The family law industry is facing a dramatic change to the tax impact of divorce following the passage of The Tax Cuts and Jobs Act of 2017, signed into law on December 22, 2017. Under the new legislation, for divorce decrees executed after December 31, 2018, alimony becomes tax neutral, meaning there are no tax consequences to either party, much like child support. The repeal of the alimony tax deduction does not affect existing alimony obligations or divorces finalized prior to January 1, 2019.
This change in legislation eliminates an income-shifting effect that often results in tax savings to the former family unit, a setup that can reduce the financial burden of spousal support on the paying spouse. In instances where the income is not sufficient to meet the parties’ needs, the new legislation may have more of an impact on the lower income spouse. While the amount of alimony awarded may be less under the new tax neutral treatment, the net income available to meet living expenses may also be lower, as illustrated in Table 1.

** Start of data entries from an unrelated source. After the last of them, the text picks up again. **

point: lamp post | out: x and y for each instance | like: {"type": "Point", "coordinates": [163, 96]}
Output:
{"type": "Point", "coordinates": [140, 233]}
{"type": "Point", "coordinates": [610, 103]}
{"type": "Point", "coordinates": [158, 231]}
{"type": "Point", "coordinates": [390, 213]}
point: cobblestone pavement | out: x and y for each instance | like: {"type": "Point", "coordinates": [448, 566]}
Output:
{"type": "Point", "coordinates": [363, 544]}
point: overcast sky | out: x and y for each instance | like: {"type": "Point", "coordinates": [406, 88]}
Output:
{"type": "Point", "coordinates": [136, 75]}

The alimony tax deduction has long been used in settlement negotiations to help facilitate an agreement. The repeal of the alimony tax deduction may make settlement negotiations more difficult, as the paying spouse may have less flexibility in creating an agreement regarding alimony. In the absence of the tax deduction, it could become more expensive for the paying spouse and reduce the amount that individual is willing to pay.

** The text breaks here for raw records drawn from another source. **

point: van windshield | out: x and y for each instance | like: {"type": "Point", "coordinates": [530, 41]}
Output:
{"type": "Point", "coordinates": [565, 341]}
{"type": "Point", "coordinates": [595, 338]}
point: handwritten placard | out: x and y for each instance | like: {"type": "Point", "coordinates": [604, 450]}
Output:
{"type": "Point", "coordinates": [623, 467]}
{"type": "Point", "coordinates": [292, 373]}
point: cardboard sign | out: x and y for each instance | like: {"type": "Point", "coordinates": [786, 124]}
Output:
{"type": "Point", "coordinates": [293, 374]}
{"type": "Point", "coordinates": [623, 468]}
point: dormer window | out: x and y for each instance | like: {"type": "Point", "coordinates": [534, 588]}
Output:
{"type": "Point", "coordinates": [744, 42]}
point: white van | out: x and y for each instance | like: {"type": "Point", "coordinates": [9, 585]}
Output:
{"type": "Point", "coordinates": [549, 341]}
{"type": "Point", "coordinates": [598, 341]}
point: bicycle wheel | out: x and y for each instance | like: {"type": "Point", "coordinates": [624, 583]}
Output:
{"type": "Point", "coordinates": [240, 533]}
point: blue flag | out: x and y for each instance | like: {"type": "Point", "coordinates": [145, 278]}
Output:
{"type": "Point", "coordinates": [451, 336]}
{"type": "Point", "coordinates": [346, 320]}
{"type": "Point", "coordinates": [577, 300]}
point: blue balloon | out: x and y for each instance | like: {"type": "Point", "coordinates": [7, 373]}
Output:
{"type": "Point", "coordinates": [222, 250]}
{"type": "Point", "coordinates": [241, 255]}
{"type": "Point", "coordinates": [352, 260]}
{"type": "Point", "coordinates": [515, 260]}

The construction of settlement offers may change dramatically under the new law, especially for wealthier clients. There may be a new incentive to structure offers with an unequal distribution of assets in exchange for reducing or eliminating alimony.

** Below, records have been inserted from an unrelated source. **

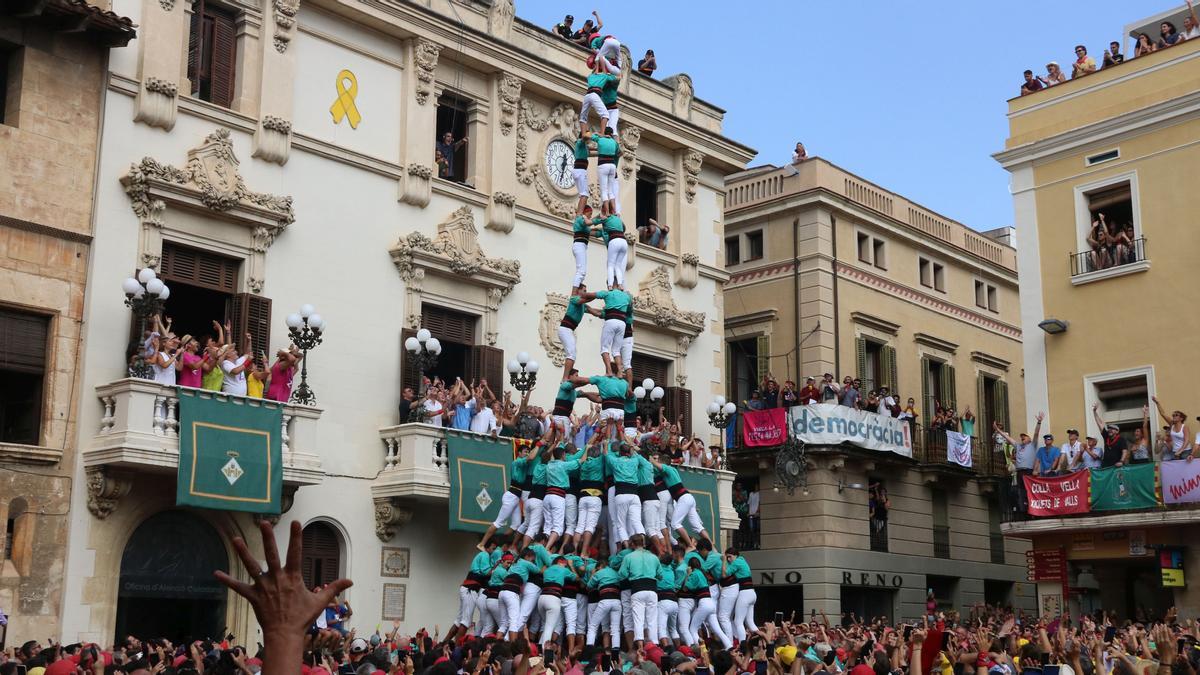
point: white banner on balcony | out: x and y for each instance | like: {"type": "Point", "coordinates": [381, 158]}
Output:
{"type": "Point", "coordinates": [958, 448]}
{"type": "Point", "coordinates": [826, 424]}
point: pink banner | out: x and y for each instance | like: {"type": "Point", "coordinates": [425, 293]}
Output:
{"type": "Point", "coordinates": [1059, 496]}
{"type": "Point", "coordinates": [765, 426]}
{"type": "Point", "coordinates": [1181, 482]}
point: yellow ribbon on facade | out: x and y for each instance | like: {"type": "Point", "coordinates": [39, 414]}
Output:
{"type": "Point", "coordinates": [345, 107]}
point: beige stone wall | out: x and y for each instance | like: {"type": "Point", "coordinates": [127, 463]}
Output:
{"type": "Point", "coordinates": [48, 151]}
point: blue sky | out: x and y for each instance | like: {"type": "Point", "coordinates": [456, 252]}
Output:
{"type": "Point", "coordinates": [910, 95]}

Under the new law, it appears that the logical result from this change would be the elimination of alimony recapture for alimony originating under the new law, as the concern for disguising equitable distribution payments as alimony is diminished in the absence of the alimony tax deduction.
Divorcing spouses often agree to stay married through the end of the year to take advantage of filing a joint income tax return. In 2018, this option may require much more consideration than in the past. The new legislation could also result in an influx of divorce cases this year, as it applies to alimony obligations that arise from court orders and decrees executed after December 31, 2018.
The repeal of the alimony tax deduction is just one of several changes in legislation that can impact family law matters. Although we don’t know all of the implications this legislation will have, we do know that the future of tax-related issues in divorce will be a hot topic.